PARIS (Reuters) - French eyewear group Essilor (ESSI.PA) said on Tuesday it was confident of securing European Union approval for its $54 billion merger with Italian peer Luxottica (LUX.MI) after the EU launched a full-scale probe into its impact on competition.
The world’s biggest optical lenses manufacturer, also confirmed its 2017 outlook after posting stronger third quarter revenues that were broadly in line with expectations.
The company had cut its annual revenue growth target in July, citing snags in China and Brazil, but its shares rose on Tuesday in response to higher sales and the general outlook.
Essilor Chief Operating Officer Laurent Vacherot said on a call with analysts that the group viewed the European Commission’s in-depth probe into the planned merger with Luxottica, launched last month, “with serenity and confidence”.
Chief Executive Hubert Sagnieres said in a statement Essilor planned to build on its third-quarter momentum between now and the end of this year “while also making major strides in its proposed combination with Luxottica.”
EU antitrust regulators opened a full-scale investigation into the Luxottica deal in September, saying the deal could reduce competition in the ophthalmic lenses and eyewear market. Their conclusions are expected by the end of February.
Luxottica and Essilor had declined to offer concessions during a preliminary EU review.
Vacherot told analysts substantial work had already been done on the merger.
“Authorities need time do to a quality job.

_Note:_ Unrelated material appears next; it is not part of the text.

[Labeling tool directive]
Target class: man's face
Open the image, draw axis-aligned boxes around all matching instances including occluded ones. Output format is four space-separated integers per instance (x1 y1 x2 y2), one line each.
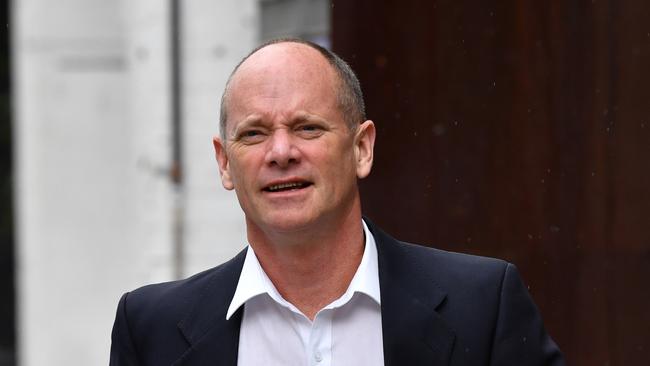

The teams are very active and step by step we are preparing and progressing with confidence,” he said.
Essilor shares were up 4.21 percent at 105.25 euros at 1005 GMT, making the stock the best performer on France's benchmark CAC-40 index .FCHI.
“Performance in U.S and EMEA (Europe, Middle East and Africa) has sequentially improved in each quarter and guidance suggests a similar development in the fourth quarter,” analysts at investment bank Jefferies wrote in a note to clients.
Essilor and Luxottica, the maker of Ray-Ban sunglasses, agreed in January on a 46 billion euro ($54 billion) merger to create a global eyewear giant with annual revenue of more than 15 billion euros.
The merger has been approved by competition authorities in several countries including India, Japan and New Zealand but still needs clearance in North America and Europe.
A key regulatory concern for the EU is the possibility that the merged company might persuade opticians to buy eyewear and lenses as a package, leveraging Luxottica’s strong brand portfolio which also includes Persol as well as licensed names such as Chanel and Armani.
Competition lawyers have said that, to win clearance, the two companies may have to offer commitments to Brussels that the markets for lenses and frames will remain open to their rivals.
Given the Feb. 26 deadline set by the European Commission, the merger is not expected to be finalised before 2018 but Vacherot said the group was sticking to an initial target of closing the transaction “around the end of the year.”
Essilor said sales in the quarter ended September were up 2.5 percent on an organic basis to 1.75 billion euros. Analysts polled by Reuters had on average been expecting revenues of 1.77 billion euros.
Sales in North America were up 2.3 percent to 658 million euros despite the ravages in September of hurricanes such as Irma which led to several shop closures in the United States.
Luxottica reported weaker-than-expected third-quarter sales on Tuesday after it was forced to close some 570 shops in Texas, Florida and Puerto Rico.